17.2 The Partner shall accept changes to the contractual terms and conditions for technical and operational reasons to the extent that such changes are beneficial to the Partner or result in a merely negligible reduction in performance without material content of the contractual relationship being affected. Furthermore, changes are permissible which become necessary as a result of legal requirements (e.g. GwG, supervisory law, tax law, etc.) or court orders.


18 Applicable law and place of jurisdiction

18.1 These GTC shall be governed exclusively by German law, excluding its conflict of law rules and excluding the law of the UN Convention on Contracts for the International Sale of Goods.

18.2 The non-exclusive place of jurisdiction for disputes in connection with these GTC shall be Munich.


19. other agreements

19.1 The Partner agrees that the Platform Operator communicates with the Partner by e-mail or by publishing notices on the current website or via the Partner area. The Partner undertakes to set up and maintain its e-mail account in such a way as to ensure that any communication is acknowledged.

19.2 Ancillary agreements, amendments or supplements to these GTC, special provisions or other contractual documents shall require the text form to be legally effective, subject to stricter statutory provisions. This shall also apply to the waiver of the text form requirement.

19.3 The platform operator expressly reserves the right to involve third parties in the performance of its obligations under this Agreement or to transfer the business operations in whole or in part to third parties. Furthermore, the platform operator may transfer the contract to third parties without the Partner's consent.

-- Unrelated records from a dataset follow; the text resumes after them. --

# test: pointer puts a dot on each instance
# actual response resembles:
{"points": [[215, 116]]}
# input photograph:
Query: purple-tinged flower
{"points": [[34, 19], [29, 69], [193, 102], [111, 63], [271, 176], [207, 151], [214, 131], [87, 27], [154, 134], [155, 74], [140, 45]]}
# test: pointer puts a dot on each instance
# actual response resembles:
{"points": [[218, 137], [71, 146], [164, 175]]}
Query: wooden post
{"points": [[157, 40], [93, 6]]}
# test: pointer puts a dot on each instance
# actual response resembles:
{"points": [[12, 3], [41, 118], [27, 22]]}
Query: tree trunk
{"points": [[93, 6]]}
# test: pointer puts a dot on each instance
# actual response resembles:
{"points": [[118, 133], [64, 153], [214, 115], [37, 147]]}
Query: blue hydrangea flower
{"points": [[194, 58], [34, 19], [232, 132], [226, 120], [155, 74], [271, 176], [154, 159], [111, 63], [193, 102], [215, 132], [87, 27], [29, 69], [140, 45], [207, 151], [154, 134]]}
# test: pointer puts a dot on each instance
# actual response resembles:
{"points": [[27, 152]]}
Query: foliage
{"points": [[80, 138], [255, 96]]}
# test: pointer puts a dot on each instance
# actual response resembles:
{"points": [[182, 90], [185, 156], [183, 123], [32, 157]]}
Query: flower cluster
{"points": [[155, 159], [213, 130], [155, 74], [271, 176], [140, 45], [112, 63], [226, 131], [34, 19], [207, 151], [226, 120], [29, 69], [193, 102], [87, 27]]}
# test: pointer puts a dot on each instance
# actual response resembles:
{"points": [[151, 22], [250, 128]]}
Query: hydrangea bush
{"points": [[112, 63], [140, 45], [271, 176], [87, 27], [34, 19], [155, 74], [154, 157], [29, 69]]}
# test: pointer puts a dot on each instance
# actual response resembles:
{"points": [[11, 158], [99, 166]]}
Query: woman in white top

19.4 The Partner may transfer individual or all rights and obligations under this Agreement to third parties only with the written consent of the Platform Operator.

19.5 These GTC have been prepared in the German language. The German language shall be authoritative for any interpretations that may be required. Any translation is for explanatory purposes only and shall not be legally binding.

19.6 Should one or more provisions of these GTC be invalid, this shall not affect the validity of the remaining provisions and all contracts concluded under these GTC. The invalid provision shall be replaced by a valid provision which corresponds mutatis mutandis to the original provision. This applies accordingly to loopholes.